I am 36. I am sterilized. I feel very happy and comfortable with my choice and look forward to my childfree future. No, I don’t worry about changing my mind and no, nothing will change it. I have only felt more certain of my choice as time had gone on. Realizing I was childfree – that not having children WAS an option – was one of the most freeing things in my life. I have no desire to mess with that!

Post # 12
Member
4552 posts
Honey bee
  • Wedding: June 2010

Polyphemus:  Wow, what a douche. So sorry you had to deal with all that. 

Post # 13
Member
4238 posts
Honey bee

garnobella:  

Marginally flexible, in that we would absolutely keep an Oops! baby and we would likely step in as guardian to a young relative before seeing the state step in.
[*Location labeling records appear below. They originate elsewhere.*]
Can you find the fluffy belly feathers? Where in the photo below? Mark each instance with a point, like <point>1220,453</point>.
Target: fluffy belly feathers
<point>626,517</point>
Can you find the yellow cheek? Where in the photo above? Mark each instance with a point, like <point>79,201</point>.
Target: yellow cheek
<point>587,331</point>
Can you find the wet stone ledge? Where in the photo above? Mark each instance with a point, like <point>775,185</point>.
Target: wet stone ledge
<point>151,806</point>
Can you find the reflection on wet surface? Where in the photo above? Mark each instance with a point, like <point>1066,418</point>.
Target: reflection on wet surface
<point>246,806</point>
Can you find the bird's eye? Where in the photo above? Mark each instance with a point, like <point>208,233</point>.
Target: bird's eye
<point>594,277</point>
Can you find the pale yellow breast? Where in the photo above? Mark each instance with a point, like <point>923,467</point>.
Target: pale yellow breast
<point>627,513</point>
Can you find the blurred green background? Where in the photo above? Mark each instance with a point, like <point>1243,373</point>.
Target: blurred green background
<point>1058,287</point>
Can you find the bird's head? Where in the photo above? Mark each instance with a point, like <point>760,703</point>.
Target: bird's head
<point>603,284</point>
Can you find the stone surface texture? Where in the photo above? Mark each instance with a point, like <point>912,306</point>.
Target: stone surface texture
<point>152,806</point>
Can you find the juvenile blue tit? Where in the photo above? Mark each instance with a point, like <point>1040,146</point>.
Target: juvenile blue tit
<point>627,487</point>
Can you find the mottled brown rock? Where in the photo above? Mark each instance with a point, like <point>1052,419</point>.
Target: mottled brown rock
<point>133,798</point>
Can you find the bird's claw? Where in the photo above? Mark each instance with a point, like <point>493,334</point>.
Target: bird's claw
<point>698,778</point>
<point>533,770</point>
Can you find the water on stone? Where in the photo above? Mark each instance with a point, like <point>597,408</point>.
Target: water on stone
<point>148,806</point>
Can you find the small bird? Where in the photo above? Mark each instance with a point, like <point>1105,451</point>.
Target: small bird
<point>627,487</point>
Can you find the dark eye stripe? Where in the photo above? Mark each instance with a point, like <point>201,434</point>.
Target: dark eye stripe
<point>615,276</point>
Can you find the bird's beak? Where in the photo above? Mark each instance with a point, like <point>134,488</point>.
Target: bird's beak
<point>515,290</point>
Other than something like that, we’re sticking with us.

 

 

 

Post # 14
Member
334 posts
Helper bee
  • Wedding: June 2016

If we had to step in as a guardian to our nieces or nephews we definitely would, and if there was an Oops! Pregnancy we’d definitely have to weigh our options because the choice of terminating the pregnancy or not would be left up to me and neither of us really know how we’d feel if we ended up in that position. That being said, if after a long discussion and a decision to keep the baby, we would step up to the plate and be loving parents no matter what. 

Otherwise, there’s really no future i can see in which we both make the decision to actively try to become parents lol. 

Post # 15
Member
893 posts
Busy bee

garnobella:  when I was younger I assumed I’d have kids one day, but in my mid 20s I realized that I never had that deep down desire to be a mom. I was open minded and waited to see if that would ever kick in. when it didn’t by the age of 37, my husband had a vasectomy. so there’s no going back! 

I know child raising is crazy hard — more than just an 18 year commitment — and you have to really want them to be ok with all the hard times. not only was I not up for the baby/toddler phase, but I was also not up for homework, volunteering at schools, a kid of any age waking in the middle of the night because he has a stomach flu and is puking everywhere, hormonal teenagers, college. what if we just don’t get along so I barely hear from them when they’re adults? oh, and the overwhelming mom worry that apparently never goes away (which in me would probably turn into full blown anxiety)!  the list goes on and on.

some people might think of that as selfish or lazy. I think it’s responsible. I have absolutely no business raising a human if I have zero desire to. that’s just a recipe for damaging somebody. I’m not willing to find out.